Haseloff war mit Blick auf seinen Bekanntheitsgrad und als anerkannter Ministerpräsident der zentrale Grund für das Wahlergebnis und die Wiederwahl. Das gilt gerade auch für seine abweichende Position in der Corona-Politik, die ihm ein Eigengewicht und eigene Öffentlichkeit verliehen hat. Zudem werden in Krisenzeiten eher die gewählt, die man kennt und einschätzen kann; so auch in Baden-Württemberg und Rheinland-Pfalz.

Weder Skandale noch Skandälchen, auch nicht deren Häufung, scheinen der AfD etwas anhaben zu können. Wieso ist das so?

Die AfD hat mittlerweile eine stabile Wählerbasis, die regional unterschiedlich ausgeprägt ist. Sie ist in Sachsen-Anhalt gut organisiert, liegt in den Prognosen der letzten Monate im Bund durchschnittlich etwa bei 12 Prozent. Dabei hat sich über einen längeren Zeitraum ein Gesinnungs- und Wutpotential herausgebildet und stabilisiert, das trotz und gerade wegen des öffentlichen Agierens der Partei aus unterschiedlichen Motiven diese wiederholt wählt. Diese reichen von festen Überzeugungen und aggressiven Ressentiments gegenüber den Eliten und Fremden, über Enttäuschungserfahrungen und fehlendem Vertrauen in die Politik bis hin zu Gefühlen von Abgehängt- und Ausgrenztsein.

Der AfD-Chef hat mit Verweis auf eine Mehrheit rechts von der Mitte in Sachsen-Anhalt sogleich davon gesprochen, dass es einen Bündnis-Willen der Wähler zwischen AfD und CDU gebe.

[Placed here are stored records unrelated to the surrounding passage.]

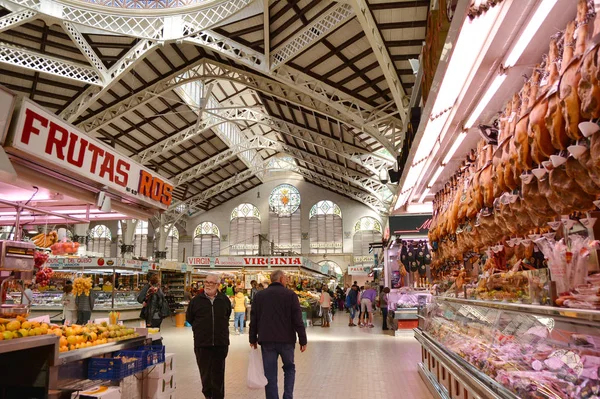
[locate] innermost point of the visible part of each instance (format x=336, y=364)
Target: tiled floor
x=339, y=363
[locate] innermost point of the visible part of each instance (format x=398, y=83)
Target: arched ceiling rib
x=306, y=80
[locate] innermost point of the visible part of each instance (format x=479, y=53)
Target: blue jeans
x=270, y=352
x=239, y=321
x=352, y=310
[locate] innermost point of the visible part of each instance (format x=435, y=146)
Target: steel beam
x=16, y=18
x=86, y=49
x=371, y=162
x=172, y=216
x=16, y=56
x=150, y=26
x=135, y=55
x=311, y=34
x=208, y=69
x=369, y=25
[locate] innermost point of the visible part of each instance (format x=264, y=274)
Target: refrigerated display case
x=474, y=349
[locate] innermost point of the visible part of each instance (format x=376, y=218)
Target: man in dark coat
x=209, y=313
x=275, y=320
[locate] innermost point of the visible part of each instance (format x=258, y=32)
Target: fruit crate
x=157, y=351
x=113, y=368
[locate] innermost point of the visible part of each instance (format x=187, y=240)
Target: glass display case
x=490, y=349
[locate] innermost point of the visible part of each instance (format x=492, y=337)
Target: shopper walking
x=366, y=306
x=85, y=305
x=154, y=305
x=383, y=304
x=209, y=313
x=351, y=303
x=239, y=307
x=325, y=302
x=275, y=320
x=69, y=305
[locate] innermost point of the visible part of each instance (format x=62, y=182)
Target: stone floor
x=340, y=363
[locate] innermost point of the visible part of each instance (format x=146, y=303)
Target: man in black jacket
x=275, y=320
x=209, y=313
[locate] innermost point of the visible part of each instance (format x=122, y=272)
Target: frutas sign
x=45, y=137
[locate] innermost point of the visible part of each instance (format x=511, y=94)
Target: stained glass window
x=207, y=240
x=325, y=228
x=284, y=200
x=99, y=240
x=244, y=230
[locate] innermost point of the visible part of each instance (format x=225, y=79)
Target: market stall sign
x=239, y=261
x=43, y=137
x=410, y=224
x=81, y=262
x=359, y=270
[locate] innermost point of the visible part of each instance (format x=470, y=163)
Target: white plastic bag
x=256, y=371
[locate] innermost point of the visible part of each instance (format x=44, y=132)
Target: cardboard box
x=132, y=387
x=158, y=388
x=163, y=370
x=98, y=392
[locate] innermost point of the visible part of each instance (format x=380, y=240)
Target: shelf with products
x=502, y=350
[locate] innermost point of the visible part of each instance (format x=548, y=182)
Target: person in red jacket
x=275, y=319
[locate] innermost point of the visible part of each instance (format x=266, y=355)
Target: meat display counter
x=49, y=303
x=473, y=349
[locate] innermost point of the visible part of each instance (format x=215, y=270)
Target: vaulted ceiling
x=209, y=94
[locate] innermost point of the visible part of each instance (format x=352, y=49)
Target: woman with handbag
x=155, y=306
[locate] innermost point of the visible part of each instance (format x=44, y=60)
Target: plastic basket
x=111, y=368
x=157, y=353
x=147, y=357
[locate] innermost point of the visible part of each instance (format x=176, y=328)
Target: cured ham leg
x=571, y=75
x=541, y=142
x=554, y=118
x=521, y=139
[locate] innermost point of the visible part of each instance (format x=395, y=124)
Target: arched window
x=325, y=228
x=172, y=244
x=366, y=230
x=207, y=240
x=284, y=218
x=244, y=230
x=99, y=240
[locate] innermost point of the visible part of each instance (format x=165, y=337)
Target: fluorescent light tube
x=437, y=174
x=485, y=100
x=454, y=148
x=425, y=194
x=533, y=26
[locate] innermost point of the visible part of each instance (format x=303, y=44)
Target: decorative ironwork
x=17, y=56
x=284, y=200
x=207, y=228
x=326, y=23
x=245, y=211
x=15, y=19
x=325, y=207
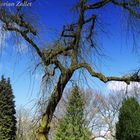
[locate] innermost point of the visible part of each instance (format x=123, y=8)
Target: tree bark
x=43, y=130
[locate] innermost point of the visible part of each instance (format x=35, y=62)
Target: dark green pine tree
x=7, y=111
x=128, y=126
x=71, y=126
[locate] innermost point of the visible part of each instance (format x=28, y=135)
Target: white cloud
x=118, y=86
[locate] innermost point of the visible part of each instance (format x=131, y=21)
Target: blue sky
x=53, y=14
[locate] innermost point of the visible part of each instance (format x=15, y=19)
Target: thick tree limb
x=104, y=78
x=97, y=4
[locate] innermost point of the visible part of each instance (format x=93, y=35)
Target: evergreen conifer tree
x=128, y=126
x=7, y=111
x=71, y=126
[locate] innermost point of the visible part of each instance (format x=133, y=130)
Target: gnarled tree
x=70, y=46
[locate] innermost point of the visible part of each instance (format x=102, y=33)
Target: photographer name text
x=16, y=4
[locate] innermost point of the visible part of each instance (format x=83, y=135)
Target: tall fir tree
x=71, y=126
x=7, y=111
x=128, y=126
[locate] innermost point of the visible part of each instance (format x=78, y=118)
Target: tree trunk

Die CDU hat von der Warnung, die AfD könnte stärkste politische Kraft und damit Landtagsfraktion werden, profitiert. Die Botschaft, dass damit – wie schon bei den Wahlen in Brandenburg und Sachsen – ein Standortnachteil für das Bundesland entstehen würde, hat Wähler mobilisiert. Die AfD weiß, wenn sie eine Macht- und Gestaltungsoption haben und nicht nur als Fundamentalopposition agieren will, dann muss sie eine Koalition eingehen. Hier versucht sie mit dem Mythos der „konservativen Mehrheit“ und dem angeblichen konservativen Willen im Lande einer „bürgerlich-konservativen“ Zusammenarbeit zwischen CDU und AfD das Wort zu reden. Es ist ein weiterer Versuch, sich als „normal“ und „zugehörig“ zu gerieren.

Was müsste passieren, dass speziell die CDU perspektivisch in der AfD einen Partner erkennen könnte, ähnlich wie die SPD das mittlerweile mit der lange verschmähten Linken tut? Muss die Verzweiflung nur groß genug sein?

Dass die AfD sich – bei allen parteiinternen Differenzierungen – in den letzten Jahren sukzessive radikalisiert hat, dass völkisches und rechtsextremes Denken dominieren und mehrheitsfähig ist, ist offiziell bestätigt und wissenschaftlich unumstritten. Eine Bündnisoption wäre nur denkbar, wenn sie sich de-radikalisiert und in Richtung einer „bürgerlich-konservativen“ beziehungsweise „patriotisch-konservativen“ Partei im Verfassungsbogen entwickelt. Gleichzeitig müssten sich die Unionsparteien ein deutlich rechts-konservativeres Profil geben. Beide Entwicklungen sind hypothetisch und sehe ich derzeit nicht.